= Alphonse-Marie Bérenger =

French lawyer and politician (1785–1866)

Alphonse-Marie–Marcellin–Thomas Bérenger (31 May 1785 – 1 May 1866), known as Thomas Bérenger or Berenger de la Drôme, was a French lawyer and politician. He was the son of a deputy of the Third Estate of Dauphiné to the Constituent Assembly.

==Life==
He was born in Valence.
He entered the magistracy and became procureur général at Grenoble, but resigned this office on the Bourbon Restoration. He then devoted himself mainly to the study of criminal law, and in 1818 published La justice criminelle en France, in which with great courage he attacked the special tribunals, provosts' courts or military commissions which were the main instruments of the Reaction, and advocated a return to the old common law and trial by jury. The book had a considerable effect in discrediting the reactionary policy of the government; but it was not until 1828, when Bérenger was elected to the chamber, that he had an opportunity of exercising a personal influence on affairs as a member of the group known as that of constitutional opposition.

His courage, as well as his moderation, was again displayed during the revolution of 1830, when, as president of the parliamentary commission for the trial of the ministers of Charles X, he braved the fury of the mob and secured a sentence of imprisonment in place of the death penalty for which they clamoured.

His position in the chamber became one of much influence, and he had a large share in the modelling of the new constitution, though his effort to secure a hereditary peerage failed. Above all he was instrumental in framing the new criminal code, based on more humanitarian principles, which was issued in 1835. It was due to him that, in 1832, the right, so important in actual French practice, was given to juries to find "extenuating circumstances" in cases when guilt involved the death penalty. In 1831 he had been made a member of the court of appeal (cour de cassation), and the same year was nominated a member of the Academy of Political and Moral Sciences (Académie des Sciences Morales et Politiques).

He was raised to the peerage in 1839. This status he lost owing to the revolution of 1848 which ended his career as a politician. As a judge, however, his activity continued. He was president of the high courts of Bourges and Versailles in 1849. Having been appointed president of one of the chambers of the court of appeal, he devoted himself entirely to judicial work until his retirement, under the age limit, on 31 May 1860.
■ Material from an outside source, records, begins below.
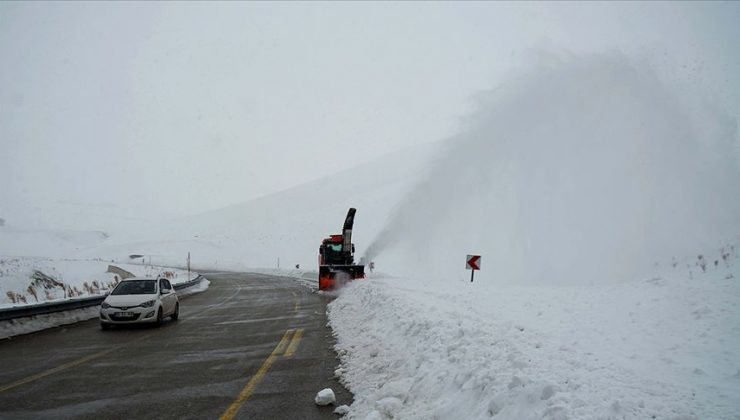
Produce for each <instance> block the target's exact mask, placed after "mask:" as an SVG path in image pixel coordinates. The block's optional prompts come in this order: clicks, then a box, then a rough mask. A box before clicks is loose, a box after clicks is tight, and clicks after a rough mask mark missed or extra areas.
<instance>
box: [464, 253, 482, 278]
mask: <svg viewBox="0 0 740 420" xmlns="http://www.w3.org/2000/svg"><path fill="white" fill-rule="evenodd" d="M480 262H481V258H480V255H468V257H467V258H466V259H465V268H466V269H468V270H470V282H471V283H472V282H473V276H475V270H480Z"/></svg>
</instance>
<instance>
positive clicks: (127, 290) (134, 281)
mask: <svg viewBox="0 0 740 420" xmlns="http://www.w3.org/2000/svg"><path fill="white" fill-rule="evenodd" d="M156 284H157V282H156V280H129V281H122V282H120V283H118V286H116V288H115V289H113V291H112V292H111V293H110V294H111V295H151V294H153V293H155V287H156Z"/></svg>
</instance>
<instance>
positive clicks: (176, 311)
mask: <svg viewBox="0 0 740 420" xmlns="http://www.w3.org/2000/svg"><path fill="white" fill-rule="evenodd" d="M179 317H180V302H177V303H176V304H175V312H173V313H172V316H171V317H170V318H171V319H172V320H173V321H177V318H179Z"/></svg>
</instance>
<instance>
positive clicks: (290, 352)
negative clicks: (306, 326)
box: [284, 328, 303, 357]
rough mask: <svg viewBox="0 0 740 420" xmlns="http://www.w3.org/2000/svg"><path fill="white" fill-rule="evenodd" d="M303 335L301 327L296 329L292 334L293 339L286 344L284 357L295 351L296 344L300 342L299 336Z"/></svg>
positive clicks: (301, 328) (302, 335)
mask: <svg viewBox="0 0 740 420" xmlns="http://www.w3.org/2000/svg"><path fill="white" fill-rule="evenodd" d="M302 336H303V328H299V329H297V330H296V332H295V334H293V339H292V340H290V344H289V345H288V349H287V350H285V355H284V356H285V357H290V356H292V355H293V353H295V351H296V349H297V348H298V344H299V343H300V342H301V337H302Z"/></svg>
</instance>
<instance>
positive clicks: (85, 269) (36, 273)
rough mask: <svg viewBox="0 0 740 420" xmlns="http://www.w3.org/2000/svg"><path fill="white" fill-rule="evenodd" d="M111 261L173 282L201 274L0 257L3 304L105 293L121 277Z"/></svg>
mask: <svg viewBox="0 0 740 420" xmlns="http://www.w3.org/2000/svg"><path fill="white" fill-rule="evenodd" d="M109 265H114V266H116V267H119V268H122V269H124V270H126V271H128V272H130V273H133V274H135V275H137V276H143V277H156V276H158V275H164V276H166V277H168V278H170V279H171V281H172V283H173V284H177V283H182V282H186V281H188V280H191V279H194V278H195V277H197V276H198V273H195V272H191V273H190V277H188V272H187V271H185V270H178V269H174V268H165V267H156V266H149V265H135V264H118V263H110V262H108V261H101V260H71V259H54V258H37V257H0V308H1V307H4V306H13V305H23V304H35V303H42V302H47V301H54V300H63V299H69V298H75V297H86V296H95V295H101V294H105V293H107V292H108V291H110V289H111V288H112V287H113V286H115V284H116V283H117V281H118V276H117V275H116V274H114V273H109V272H107V270H108V266H109ZM39 273H41V274H39Z"/></svg>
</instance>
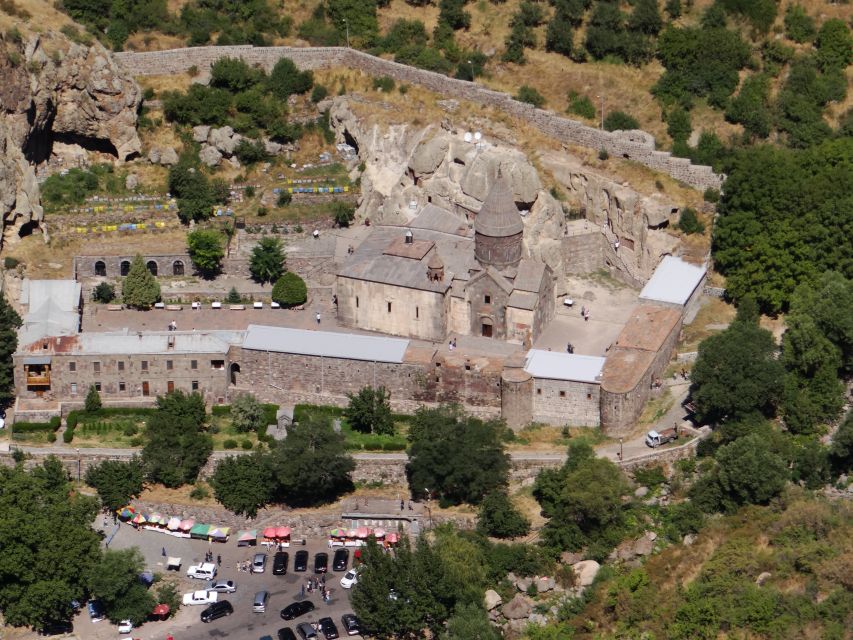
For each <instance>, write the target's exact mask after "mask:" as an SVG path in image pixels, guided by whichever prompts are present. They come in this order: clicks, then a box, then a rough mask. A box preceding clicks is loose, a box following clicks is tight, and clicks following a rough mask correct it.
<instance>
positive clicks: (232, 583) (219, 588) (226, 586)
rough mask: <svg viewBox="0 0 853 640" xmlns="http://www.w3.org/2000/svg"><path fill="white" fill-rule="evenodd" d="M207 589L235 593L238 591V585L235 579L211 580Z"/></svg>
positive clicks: (218, 591)
mask: <svg viewBox="0 0 853 640" xmlns="http://www.w3.org/2000/svg"><path fill="white" fill-rule="evenodd" d="M207 590H208V591H216V592H217V593H234V592H235V591H237V585H236V584H235V583H234V581H233V580H211V581H210V582H209V583H208V584H207Z"/></svg>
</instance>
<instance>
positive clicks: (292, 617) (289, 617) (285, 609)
mask: <svg viewBox="0 0 853 640" xmlns="http://www.w3.org/2000/svg"><path fill="white" fill-rule="evenodd" d="M309 611H314V603H313V602H311V601H310V600H302V601H301V602H294V603H293V604H289V605H287V606H286V607H285V608H284V609H282V610H281V617H282V618H283V619H284V620H293V619H294V618H298V617H299V616H304V615H305V614H306V613H308V612H309Z"/></svg>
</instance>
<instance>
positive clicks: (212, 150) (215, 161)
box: [198, 144, 222, 167]
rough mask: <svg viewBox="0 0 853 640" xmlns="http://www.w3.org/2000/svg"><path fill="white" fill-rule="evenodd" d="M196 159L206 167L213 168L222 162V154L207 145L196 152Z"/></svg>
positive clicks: (216, 150)
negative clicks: (211, 167)
mask: <svg viewBox="0 0 853 640" xmlns="http://www.w3.org/2000/svg"><path fill="white" fill-rule="evenodd" d="M198 157H199V160H201V161H202V163H203V164H205V165H207V166H208V167H215V166H217V165H218V164H219V162H220V161H221V160H222V154H221V153H219V150H218V149H217V148H216V147H211V146H210V145H207V144H206V145H204V146H203V147H202V148H201V151H199V152H198Z"/></svg>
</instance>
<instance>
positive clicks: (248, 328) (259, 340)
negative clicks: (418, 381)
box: [243, 324, 409, 363]
mask: <svg viewBox="0 0 853 640" xmlns="http://www.w3.org/2000/svg"><path fill="white" fill-rule="evenodd" d="M243 348H244V349H253V350H256V351H276V352H279V353H296V354H300V355H306V356H322V357H325V358H344V359H346V360H367V361H369V362H397V363H399V362H402V361H403V356H404V355H405V353H406V349H408V348H409V341H408V340H401V339H399V338H384V337H376V336H362V335H356V334H351V333H336V332H333V331H307V330H305V329H288V328H285V327H266V326H262V325H257V324H250V325H249V327H248V329H247V330H246V339H245V340H244V341H243Z"/></svg>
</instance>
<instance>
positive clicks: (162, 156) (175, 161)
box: [160, 147, 178, 167]
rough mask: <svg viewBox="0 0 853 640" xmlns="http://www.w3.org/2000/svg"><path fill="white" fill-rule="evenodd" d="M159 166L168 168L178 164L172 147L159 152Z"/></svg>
mask: <svg viewBox="0 0 853 640" xmlns="http://www.w3.org/2000/svg"><path fill="white" fill-rule="evenodd" d="M160 164H162V165H164V166H169V167H171V166H172V165H174V164H178V152H177V151H175V150H174V149H173V148H172V147H166V148H165V149H163V150H162V151H160Z"/></svg>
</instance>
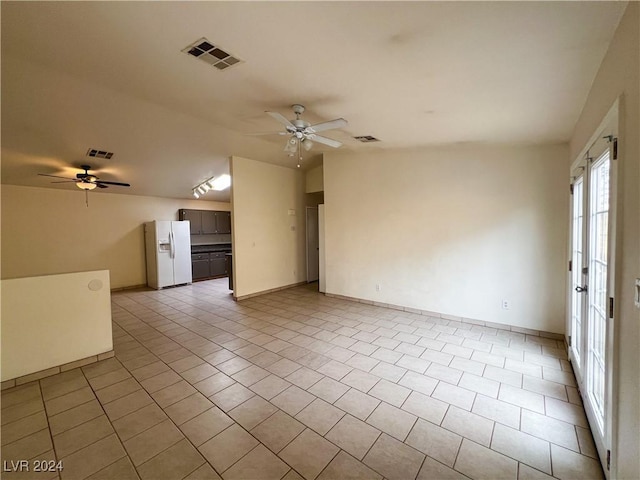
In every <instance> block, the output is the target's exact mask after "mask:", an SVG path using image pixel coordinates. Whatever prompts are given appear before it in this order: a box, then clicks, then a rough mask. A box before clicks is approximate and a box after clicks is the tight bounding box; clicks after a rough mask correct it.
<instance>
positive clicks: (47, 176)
mask: <svg viewBox="0 0 640 480" xmlns="http://www.w3.org/2000/svg"><path fill="white" fill-rule="evenodd" d="M100 153H110V152H100ZM110 154H111V155H113V153H110ZM87 155H88V154H87ZM94 156H97V155H94ZM103 158H106V157H103ZM80 168H82V169H83V170H84V172H83V173H76V178H69V177H61V176H60V175H49V174H47V173H39V174H38V175H40V176H41V177H53V178H62V179H63V180H62V181H59V180H58V181H55V182H51V183H70V182H74V183H75V184H76V187H78V188H79V189H80V190H84V193H85V202H86V204H87V207H88V206H89V197H88V196H87V195H86V194H88V193H89V191H90V190H93V189H95V188H108V187H109V185H115V186H117V187H130V186H131V185H129V184H128V183H122V182H107V181H106V180H100V179H99V178H98V177H96V176H95V175H92V174H90V173H89V170H91V166H90V165H80Z"/></svg>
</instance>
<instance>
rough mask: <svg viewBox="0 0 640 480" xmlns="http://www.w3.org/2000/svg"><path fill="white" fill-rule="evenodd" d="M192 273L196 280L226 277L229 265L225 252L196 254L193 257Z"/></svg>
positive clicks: (191, 263) (191, 262) (192, 261)
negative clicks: (225, 256)
mask: <svg viewBox="0 0 640 480" xmlns="http://www.w3.org/2000/svg"><path fill="white" fill-rule="evenodd" d="M191 271H192V274H193V279H194V280H203V279H205V278H214V277H224V276H225V275H227V264H226V259H225V253H224V252H211V253H194V254H192V255H191Z"/></svg>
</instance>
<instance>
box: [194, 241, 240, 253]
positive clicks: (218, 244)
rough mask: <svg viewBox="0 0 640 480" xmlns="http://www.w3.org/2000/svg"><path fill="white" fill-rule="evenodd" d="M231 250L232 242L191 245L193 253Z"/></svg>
mask: <svg viewBox="0 0 640 480" xmlns="http://www.w3.org/2000/svg"><path fill="white" fill-rule="evenodd" d="M211 252H224V253H228V252H231V244H230V243H213V244H210V245H191V253H211Z"/></svg>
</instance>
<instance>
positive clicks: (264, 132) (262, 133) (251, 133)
mask: <svg viewBox="0 0 640 480" xmlns="http://www.w3.org/2000/svg"><path fill="white" fill-rule="evenodd" d="M245 135H251V136H258V135H290V134H289V132H260V133H245Z"/></svg>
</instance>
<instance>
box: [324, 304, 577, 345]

He now withdrew to his native town, and occupied himself with his favorite work of reform of criminal law. In 1833, he had shared in the foundation of a society for the reclamation of young criminals, in which he continued to be actively interested to the end. In 1851 and 1852, on the commission of the academy of moral sciences, he had travelled in France and England for the purpose of examining and comparing the penal systems in the two countries. The result was published in 1855 under the title La Répression pénale, comparaison du système pénitentiaire en France et en Angleterre.

His son, René Bérenger, continued the work of his father.

== Honours ==
- 1833: Officer of the Order of Leopold.